Now a year post spinal fusion, he’s feeling like himself again. He’s able to train again, he’s gotten in eight rounds of golf this spring, and, most importantly, he can play with his kids without fear.

“It’s something I need, to be active, and I still train almost every day. I need that as a person,” Calvert said. “I guess the answer is I’m back to my new normal and I’m getting to enjoy the activity in life.”

While finding a new normal with his physical being, Calvert’s early retirement from the NHL also forced him to find a new normal for a second career in hockey away from the ice. He spent this past season in that player development role with the Wheat Kings. The Avalanche offered him a similar job, he says, and while he enjoyed coaching, Calvert instead pivoted to the agency side, and alongside Joe Caligiuri, launched CAL Sports Management.

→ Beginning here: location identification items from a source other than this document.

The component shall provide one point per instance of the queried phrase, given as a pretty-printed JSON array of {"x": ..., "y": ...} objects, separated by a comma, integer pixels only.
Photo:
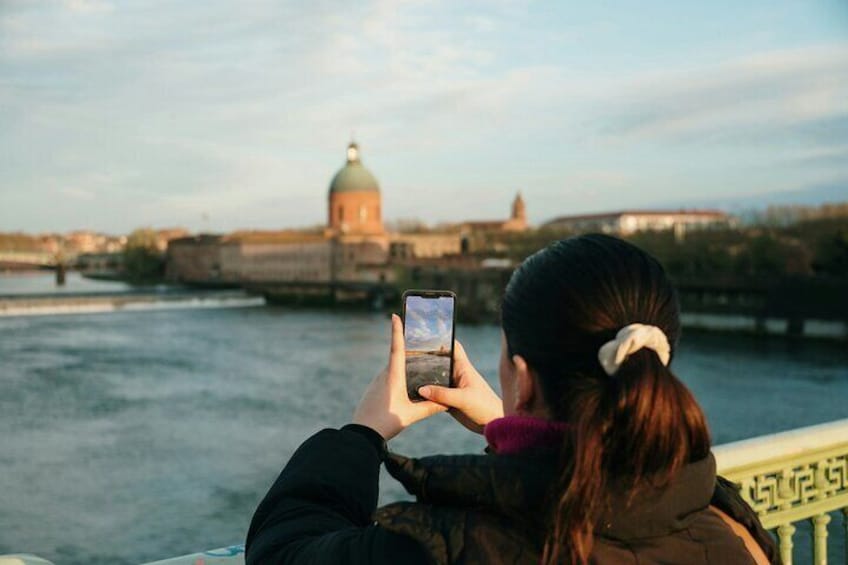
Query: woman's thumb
[{"x": 459, "y": 357}]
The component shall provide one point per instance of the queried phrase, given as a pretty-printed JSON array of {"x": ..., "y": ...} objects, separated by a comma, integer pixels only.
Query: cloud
[
  {"x": 756, "y": 93},
  {"x": 78, "y": 193},
  {"x": 88, "y": 6}
]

Caligiuri is a certified NHLPA agent and practicing attorney in Manitoba. He and Calvert were teammates in the WHL, and the goal for CAL Sports Management is to focus on Manitoba first as they start to grow the business.

“That’s where we start. There is only one other NHLPA agent that actually lives in Manitoba,” Caligiuri said. “Other agencies may have a rep or something here, but they don’t have the agent themselves — the person actually representing the player in the meeting with the GM — in Manitoba.”

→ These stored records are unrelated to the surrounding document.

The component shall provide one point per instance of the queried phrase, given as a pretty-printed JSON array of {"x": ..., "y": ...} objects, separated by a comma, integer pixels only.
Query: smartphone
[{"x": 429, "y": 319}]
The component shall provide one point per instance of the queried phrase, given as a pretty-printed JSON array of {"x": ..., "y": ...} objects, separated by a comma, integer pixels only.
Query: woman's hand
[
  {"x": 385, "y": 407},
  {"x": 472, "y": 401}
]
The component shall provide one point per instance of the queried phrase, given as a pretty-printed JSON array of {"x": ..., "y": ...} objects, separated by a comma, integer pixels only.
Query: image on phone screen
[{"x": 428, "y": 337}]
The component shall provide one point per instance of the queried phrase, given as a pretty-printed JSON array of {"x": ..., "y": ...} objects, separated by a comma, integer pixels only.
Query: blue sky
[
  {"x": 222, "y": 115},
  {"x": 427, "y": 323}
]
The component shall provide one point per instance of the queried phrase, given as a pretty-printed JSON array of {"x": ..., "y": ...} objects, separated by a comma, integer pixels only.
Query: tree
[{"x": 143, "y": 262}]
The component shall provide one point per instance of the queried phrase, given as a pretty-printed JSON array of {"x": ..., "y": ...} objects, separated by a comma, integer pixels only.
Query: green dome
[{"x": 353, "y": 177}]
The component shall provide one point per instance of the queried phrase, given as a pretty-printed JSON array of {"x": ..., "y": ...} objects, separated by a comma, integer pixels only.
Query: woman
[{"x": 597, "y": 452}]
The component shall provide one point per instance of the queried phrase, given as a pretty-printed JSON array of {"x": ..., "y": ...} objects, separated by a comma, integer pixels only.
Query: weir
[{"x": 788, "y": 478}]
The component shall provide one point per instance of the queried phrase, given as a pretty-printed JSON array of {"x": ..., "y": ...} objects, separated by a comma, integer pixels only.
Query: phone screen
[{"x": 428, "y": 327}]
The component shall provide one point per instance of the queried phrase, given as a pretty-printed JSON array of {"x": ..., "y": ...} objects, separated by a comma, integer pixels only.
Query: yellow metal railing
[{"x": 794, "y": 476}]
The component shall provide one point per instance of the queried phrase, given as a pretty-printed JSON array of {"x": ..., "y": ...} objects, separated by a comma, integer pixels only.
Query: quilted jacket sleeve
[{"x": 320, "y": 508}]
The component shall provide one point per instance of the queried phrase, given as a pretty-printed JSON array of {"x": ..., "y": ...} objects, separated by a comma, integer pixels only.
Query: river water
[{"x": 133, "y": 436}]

“I don’t know what the long-term reality is,” Calvert said. “We know this is going to take five years to really get moving,” Calvert said. “Are we going to go for big expansion? Are we going to stay a boutique agency for guys from Manitoba? I don’t know, but there is something exciting about that.”

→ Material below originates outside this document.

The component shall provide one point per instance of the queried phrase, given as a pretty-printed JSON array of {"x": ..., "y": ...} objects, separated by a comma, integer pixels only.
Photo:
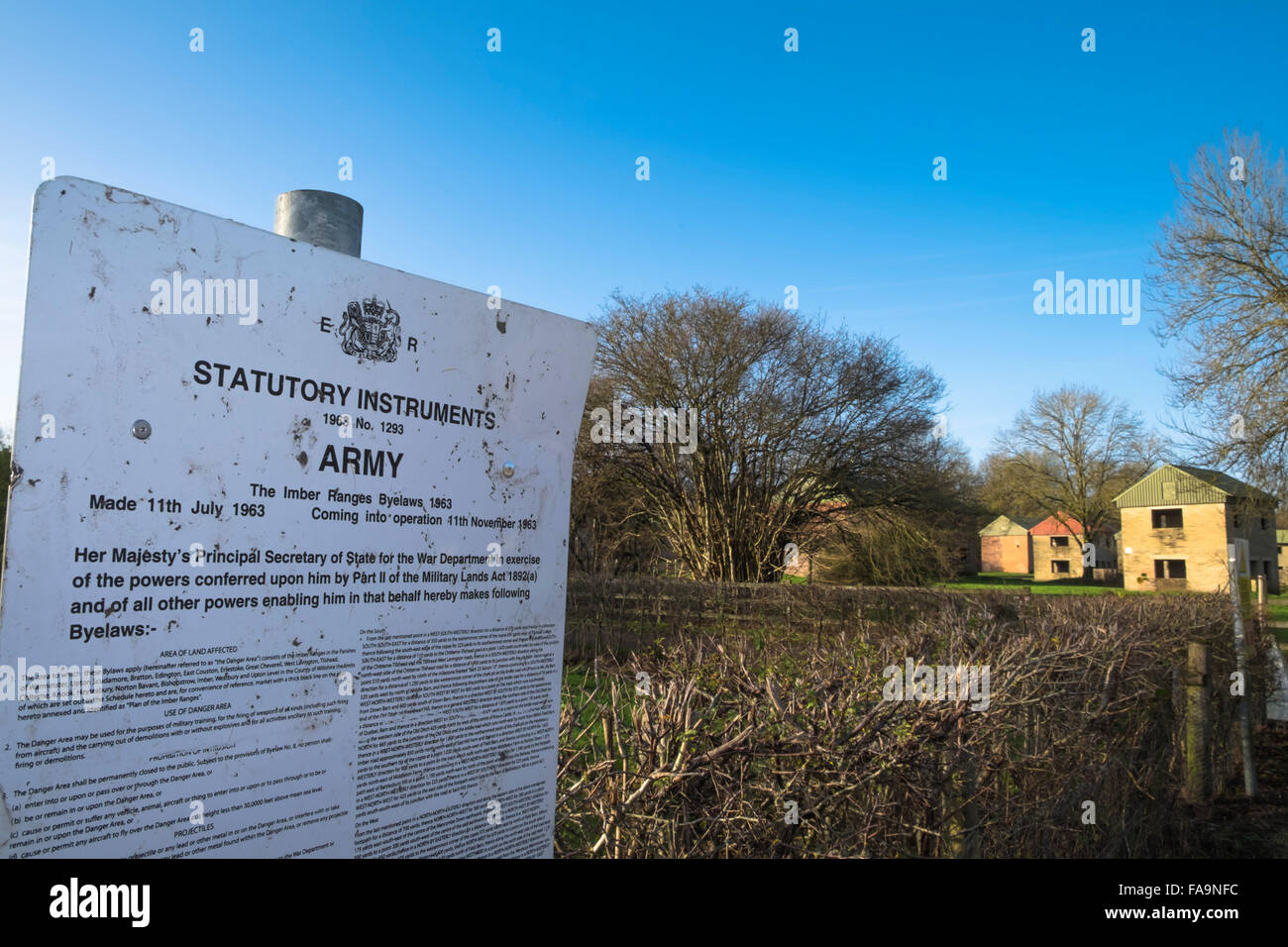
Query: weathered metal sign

Officially, Caligiuri will be the agent for CAL Sports Management clients. Calvert will be acting as an advisor, recruiter, scout, and mentor for clients, with plans, according to Caligiuri, to get Calvert NHLPA-certified eventually.

Calvert’s time with the Wheat Kings was also a crash course into scouting bantam players, which, for agencies, is now a requirement since most players already have an agent by the time they’ve been drafted into the WHL. At this point, CAL Sports Management doesn’t have a public client list, but Caligiuri said he expects that to change soon.

Calvert and Caligiuri didn’t become official business partners until recently, but the seeds for their professional relationship started during the 2018-19 season.

Becoming an NHLPA-certified agent can be a catch-22 because you can’t be certified unless you have a client with an NHL contract, and how do you land clients without certification?

That’s the Caligiuri situation was in the spring of 2019 before Calvert helped connect him with Colin Wilson. Wilson sat next to Calvert in the Avalanche locker room and was looking to change agents as he headed into free agency. They spoke about Caligiuri, Calvert’s former junior teammate, and in June at the draft in Vancouver, Caligiuri was negotiating his first NHL contract with Avalanche GM Joe Sakic.

Caligiuri was also going to represent Calvert as his agent going forward but never got to negotiate a contract for him because of the injury and NHL retirement.

Over the past year, the idea of ​​CAL Sports Management came to fruition through a series of phone calls, and eventually a marathon meeting sitting at Caligiuri’s kitchen table. The meeting lasted either six or eight hours, depending on whom you ask, and Calvert and Caligiuri dissected “every possible element” of the plan to launch their own business. From that meeting, they worked on the logistics of launching a company — branding, certification, etc. — and finalized the name CAL Sports Management because those are the first three letters of each of their last names.

The company was launched on the morning of Game 4 between the Avalanche and Oilers. It’s a fitting parallel for Calvert, who was sidelined from being able to continue his NHL career, but a year later is comfortable and pursuing another with his agency and with his health intact. It’s dulled the pain a bit of watching the Avalanche advance without him. In fact, Calvert made it to Denver for the first two games of the Final to watch in person.

“I almost want to cry because I was so happy for them,” Calvert said.